Interestingly, we also see some “international link hubs”, such as UAE, Seychelles and Samoa. These make sense, since Samoa and Seychelles are known for their tax haven reputations, and UAE is one of the largest international business hubs in the world, justifying a large number of international links.
Although this representation of international edges gives us an idea of who interacts with whom in a geographic sense, it would be interesting to see which country is the most important one in terms of international transactions. We refer on a network representation of international links to answer this question.

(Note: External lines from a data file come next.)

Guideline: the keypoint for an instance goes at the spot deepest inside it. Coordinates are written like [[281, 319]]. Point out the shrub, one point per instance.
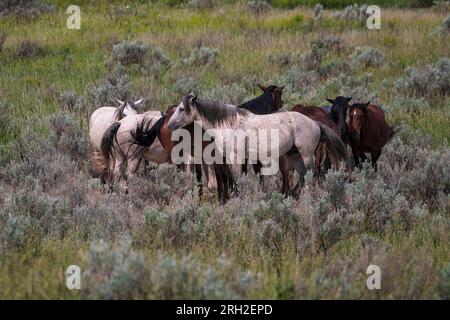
[[2, 39], [234, 94], [201, 57], [201, 4], [14, 231], [187, 278], [185, 84], [159, 61], [127, 53], [25, 8], [259, 7], [442, 29], [68, 100], [434, 79], [318, 8], [162, 183], [353, 12], [367, 57], [113, 86], [114, 273], [444, 283], [29, 49]]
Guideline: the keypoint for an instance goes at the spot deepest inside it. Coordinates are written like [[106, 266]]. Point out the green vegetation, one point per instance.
[[258, 245]]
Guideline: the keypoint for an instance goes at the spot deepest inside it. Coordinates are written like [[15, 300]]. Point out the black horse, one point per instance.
[[338, 113], [268, 102]]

Who’s at the center of it all?
We want to know which country is at the center of most links. We display the international links between countries using a network representation, where each country is represented by a node and the links between countries are the edges. The size of a node is determined by its betweenness centrality, which is a measure of how central a node is, based on how often it acts as a bridge between any two other nodes in a shortest path. The opacity of an edge represents its strength, or the number of connections. Let’s have a look at what this gives us:
It looks like Christmas!
Turns out Hong Kong is the most central country, closely followed by Switzerland, and then the UK. Having seen the variety of international connections going through these countries in the previous graph, it isn’t surprising. What we didn’t expect, however, was that the next three largest nodes would be UAE, Russia and Jersey.
It is also surprising that both China and Panama have low centrality, and are thus barely visible on the network. Granted, having observed that China mainly interacts with Hong Kong, it makes sense for China to be significantly less central than Hong Kong.
So, where should we look?
We’ve had a thorough look at the countries involved in Panama Papers from a variety of perspectives. We’ve studied the involvement of countries with respect to population size, studied the development and inequality levels of the countries and we’ve studied how the countries interact with each other. Overall, we’ve spotted a couple of major countries recurring in our different analyses:
- The commonwealth countries had a significant role in the Panama Papers, having the highest involvement per capita
- More developed and richer countries generally tend to be more involved in the affair, regardless of the income inequality
- Countries with low tax for foreigners, such as Switzerland and Hong Kong, tend to be more central in the Panama Papers.
It seems that we were right, it really is the rich countries that were at the root of it all. At least now we know where to store our money.